Luego pensó y añadió delicadamente:
—Entre los chabis hay dos o tres bellos muchachos.
—Gracias, wang —dije —, prefiero a las mujeres. Pero me gusta ser la primera moneda de una mujer, por decirlo así, y no la última. Aquí en To-Bhot eso significaría acostarse con una mujer fea y poco deseable. De modo que, agradeciéndolo mucho, declinaré el ofrecimiento y me mantendré en castidad hasta llegar quizá más al sur, a Yunnan, en donde espero que las mujeres yi sean más de mi gusto.
—Yo estoy esperando lo mismo —dijo —. Bien, el viejo Bayan debe regresar cualquier día de éstos de su última incursión hacia el sur. Podréis presentarle entonces la misiva de mi real padre, y estaré muy agradecido si en ella se ordena que me dirija hacia el sur con los ejércitos.
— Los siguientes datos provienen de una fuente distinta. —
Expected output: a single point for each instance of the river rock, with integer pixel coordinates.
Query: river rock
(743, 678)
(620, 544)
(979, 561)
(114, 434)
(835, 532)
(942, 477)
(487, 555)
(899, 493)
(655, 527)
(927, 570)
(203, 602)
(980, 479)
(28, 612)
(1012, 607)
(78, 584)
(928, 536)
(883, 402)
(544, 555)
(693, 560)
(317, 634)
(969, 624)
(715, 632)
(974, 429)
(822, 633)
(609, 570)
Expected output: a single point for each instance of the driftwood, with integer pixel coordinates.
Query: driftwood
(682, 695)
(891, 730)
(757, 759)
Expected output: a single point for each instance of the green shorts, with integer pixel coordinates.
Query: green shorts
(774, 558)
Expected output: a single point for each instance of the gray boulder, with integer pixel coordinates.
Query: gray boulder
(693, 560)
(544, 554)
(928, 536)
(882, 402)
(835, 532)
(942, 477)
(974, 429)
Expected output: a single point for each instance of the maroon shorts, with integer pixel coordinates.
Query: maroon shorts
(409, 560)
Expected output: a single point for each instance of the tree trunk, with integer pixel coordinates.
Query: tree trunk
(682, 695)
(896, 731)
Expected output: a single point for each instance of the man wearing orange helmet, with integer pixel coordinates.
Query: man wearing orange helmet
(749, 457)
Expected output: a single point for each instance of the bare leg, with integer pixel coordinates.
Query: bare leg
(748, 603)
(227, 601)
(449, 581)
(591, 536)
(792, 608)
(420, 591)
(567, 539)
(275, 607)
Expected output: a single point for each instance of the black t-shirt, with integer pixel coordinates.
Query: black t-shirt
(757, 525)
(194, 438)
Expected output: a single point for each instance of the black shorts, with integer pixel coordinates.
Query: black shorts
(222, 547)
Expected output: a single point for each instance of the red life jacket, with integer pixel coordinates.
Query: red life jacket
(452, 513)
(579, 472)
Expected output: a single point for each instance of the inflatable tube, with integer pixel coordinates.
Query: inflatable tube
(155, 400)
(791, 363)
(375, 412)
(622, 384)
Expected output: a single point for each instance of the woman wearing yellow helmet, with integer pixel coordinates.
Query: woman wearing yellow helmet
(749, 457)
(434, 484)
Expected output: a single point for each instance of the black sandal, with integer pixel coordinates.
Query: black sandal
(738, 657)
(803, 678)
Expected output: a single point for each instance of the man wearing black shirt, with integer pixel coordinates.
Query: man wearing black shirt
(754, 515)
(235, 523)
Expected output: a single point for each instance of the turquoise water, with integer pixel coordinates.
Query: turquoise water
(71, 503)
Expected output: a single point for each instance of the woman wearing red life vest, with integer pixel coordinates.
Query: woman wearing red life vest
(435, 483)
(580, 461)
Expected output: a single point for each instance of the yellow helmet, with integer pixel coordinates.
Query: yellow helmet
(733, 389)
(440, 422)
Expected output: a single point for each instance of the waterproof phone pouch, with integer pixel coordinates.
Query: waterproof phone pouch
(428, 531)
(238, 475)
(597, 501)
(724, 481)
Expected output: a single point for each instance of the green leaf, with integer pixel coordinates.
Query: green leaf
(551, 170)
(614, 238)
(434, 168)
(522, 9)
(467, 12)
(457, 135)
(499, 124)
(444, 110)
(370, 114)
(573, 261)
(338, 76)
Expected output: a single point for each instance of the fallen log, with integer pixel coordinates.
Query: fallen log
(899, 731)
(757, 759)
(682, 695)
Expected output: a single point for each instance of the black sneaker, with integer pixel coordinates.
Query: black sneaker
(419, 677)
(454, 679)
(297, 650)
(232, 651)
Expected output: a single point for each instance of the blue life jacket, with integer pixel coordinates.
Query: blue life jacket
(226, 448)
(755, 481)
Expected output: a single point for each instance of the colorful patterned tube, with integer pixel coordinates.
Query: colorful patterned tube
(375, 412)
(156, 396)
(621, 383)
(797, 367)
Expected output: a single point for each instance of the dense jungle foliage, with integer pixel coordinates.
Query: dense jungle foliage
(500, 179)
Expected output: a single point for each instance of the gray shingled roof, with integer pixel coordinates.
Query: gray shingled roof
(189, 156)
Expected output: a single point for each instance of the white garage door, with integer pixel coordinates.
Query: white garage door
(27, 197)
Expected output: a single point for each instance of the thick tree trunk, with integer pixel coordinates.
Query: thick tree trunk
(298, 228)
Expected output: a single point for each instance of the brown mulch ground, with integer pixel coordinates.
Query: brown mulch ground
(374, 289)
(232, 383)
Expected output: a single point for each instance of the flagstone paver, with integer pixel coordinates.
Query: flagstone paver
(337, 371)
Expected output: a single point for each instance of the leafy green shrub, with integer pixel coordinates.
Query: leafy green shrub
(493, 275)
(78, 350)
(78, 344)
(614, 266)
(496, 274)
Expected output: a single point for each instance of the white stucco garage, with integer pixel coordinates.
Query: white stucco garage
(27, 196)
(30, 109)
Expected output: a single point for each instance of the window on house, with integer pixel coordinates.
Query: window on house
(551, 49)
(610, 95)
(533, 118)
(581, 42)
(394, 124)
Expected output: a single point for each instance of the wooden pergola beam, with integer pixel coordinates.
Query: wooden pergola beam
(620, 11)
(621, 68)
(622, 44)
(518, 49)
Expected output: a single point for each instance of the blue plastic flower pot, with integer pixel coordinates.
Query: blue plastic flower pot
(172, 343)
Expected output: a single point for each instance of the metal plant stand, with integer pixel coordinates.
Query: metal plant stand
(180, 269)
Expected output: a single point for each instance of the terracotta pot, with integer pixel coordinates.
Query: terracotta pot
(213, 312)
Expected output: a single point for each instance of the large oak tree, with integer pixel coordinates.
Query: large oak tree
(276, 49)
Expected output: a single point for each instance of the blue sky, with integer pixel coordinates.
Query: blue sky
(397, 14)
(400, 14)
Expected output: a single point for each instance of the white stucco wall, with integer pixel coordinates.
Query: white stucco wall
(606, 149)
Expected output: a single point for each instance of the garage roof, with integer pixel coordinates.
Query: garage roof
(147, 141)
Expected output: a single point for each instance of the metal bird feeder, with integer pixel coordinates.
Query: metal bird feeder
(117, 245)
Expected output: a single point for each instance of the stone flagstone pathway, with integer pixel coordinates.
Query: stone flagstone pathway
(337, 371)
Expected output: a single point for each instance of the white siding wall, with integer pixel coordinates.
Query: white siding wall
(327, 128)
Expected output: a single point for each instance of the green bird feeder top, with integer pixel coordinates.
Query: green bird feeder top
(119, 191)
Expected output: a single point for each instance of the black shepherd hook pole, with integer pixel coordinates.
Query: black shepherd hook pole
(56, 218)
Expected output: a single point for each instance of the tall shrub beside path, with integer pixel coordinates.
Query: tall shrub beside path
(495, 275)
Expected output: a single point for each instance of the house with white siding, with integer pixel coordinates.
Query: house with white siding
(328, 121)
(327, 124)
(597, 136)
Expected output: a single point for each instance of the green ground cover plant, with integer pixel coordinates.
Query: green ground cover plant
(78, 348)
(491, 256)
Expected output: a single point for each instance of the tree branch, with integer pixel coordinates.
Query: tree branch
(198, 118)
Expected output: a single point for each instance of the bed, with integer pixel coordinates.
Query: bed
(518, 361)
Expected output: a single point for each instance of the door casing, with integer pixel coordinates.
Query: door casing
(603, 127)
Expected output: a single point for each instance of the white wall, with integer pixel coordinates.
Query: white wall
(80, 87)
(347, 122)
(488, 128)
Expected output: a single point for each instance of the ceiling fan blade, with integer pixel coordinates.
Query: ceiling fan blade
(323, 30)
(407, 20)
De modo que hasta que nos reunamos todos, disponed libremente de las comodidades que este lugar ofrece.
Aquel joven y hospitalario wang sin duda se fue directamente a buscarme una mujer que no hubiera concedido aún sus favores, pero que cuando lo hiciera mereciese una moneda, ya que cuando me retiré a mis habitaciones aquella noche, mis chabis hicieron entrar orgullosamente a dos personitas. Tenían rostros sonrientes sin embadurnar y vestían trajes limpios de color granate, guarnecidos con pieles. Al igual que todos los bho, estas personitas no llevaban ropa interior, como observé cuando los chabis tiraron de sus trajes para mostrarme que eran hembras. Los chabis también hicieron gestos y
ruidos para informarme del nombre de las niñas —Ryang y Odcho —y aún hicieron más gestos para indicar que iban a ser mis compañeras de cama. Yo no sabía hablar el idioma de los chabis y de las niñas, pero conseguí, también con gestos, conocer su edad. Odcho tenía diez años y Ryang nueve.